In late April, a North Korean defector sent 500,000 propaganda leaflets by balloon from South Korea into his former country. Park Sang-hak said he and his organization sent 10 balloons that carried leaflets criticizing North Korean leader Kim Jong Un and his government, and 5,000 $1 bills, from an area near the border.
If law enforcement pursues Park under the new South Korean law that prohibits leafleting to North Korea, it would be the first known violation, as he is defying a new law that could result in a $27,040 fine or up to three years in prison, the Associated Press reported.
“Though [authorities] can handcuff and put me to a prison cell, they cannot stop [my leafleting] with whatever threats or violence as long as the North Korean people waits for the letters of freedom, truth and hopes,” said Park, according to AP.

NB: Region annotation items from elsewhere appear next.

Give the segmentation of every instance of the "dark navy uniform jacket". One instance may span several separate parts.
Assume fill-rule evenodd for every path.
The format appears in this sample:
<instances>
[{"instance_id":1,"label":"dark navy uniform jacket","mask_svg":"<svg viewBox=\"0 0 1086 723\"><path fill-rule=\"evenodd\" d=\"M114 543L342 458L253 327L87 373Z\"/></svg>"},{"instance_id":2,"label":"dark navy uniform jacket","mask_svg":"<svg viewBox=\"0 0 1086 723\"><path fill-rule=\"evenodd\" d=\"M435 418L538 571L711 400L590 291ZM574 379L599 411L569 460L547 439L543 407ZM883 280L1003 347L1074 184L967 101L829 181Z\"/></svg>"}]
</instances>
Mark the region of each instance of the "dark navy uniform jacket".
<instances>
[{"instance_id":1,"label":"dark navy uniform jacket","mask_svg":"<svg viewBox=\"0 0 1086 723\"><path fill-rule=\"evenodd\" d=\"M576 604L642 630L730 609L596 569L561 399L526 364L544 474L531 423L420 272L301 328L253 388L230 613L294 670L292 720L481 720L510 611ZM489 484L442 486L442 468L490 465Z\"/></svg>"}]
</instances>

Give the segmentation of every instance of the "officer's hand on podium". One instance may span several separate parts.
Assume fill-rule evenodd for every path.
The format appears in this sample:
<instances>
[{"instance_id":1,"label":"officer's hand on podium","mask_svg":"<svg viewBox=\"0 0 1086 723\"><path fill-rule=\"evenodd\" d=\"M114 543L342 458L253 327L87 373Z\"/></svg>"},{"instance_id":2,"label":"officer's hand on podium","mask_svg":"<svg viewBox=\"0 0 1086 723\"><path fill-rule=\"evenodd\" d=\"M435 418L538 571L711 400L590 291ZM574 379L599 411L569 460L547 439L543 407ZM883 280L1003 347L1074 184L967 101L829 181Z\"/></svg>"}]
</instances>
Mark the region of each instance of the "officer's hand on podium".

The law was a subject of debate in the U.S. with lawmakers some of which called the legislation a violation of democratic freedoms. “What I really think is extremely alarming is a retreat by the South Korean government from its long-standing commitment to human rights vis-à-vis North Korea and China, ostensibly in the cause of fostering better relations or achieving nuclear nonproliferation,” Representative Chris Smith (R-N.J.) said. Other U.S. lawmakers argued that the leafleting campaigns are aggressive and provocative toward North Korea and that it could put South Koreans living near the border at risk.
Park, who is known for years of leafleting campaigns, called the anti-leafleting legislation “the worst law” that “sides with cruel human rights abuser Kim Jong Un and covers the eyes and ears of the North Korean people that have become the modern-day slaves of the Kim dynasty.”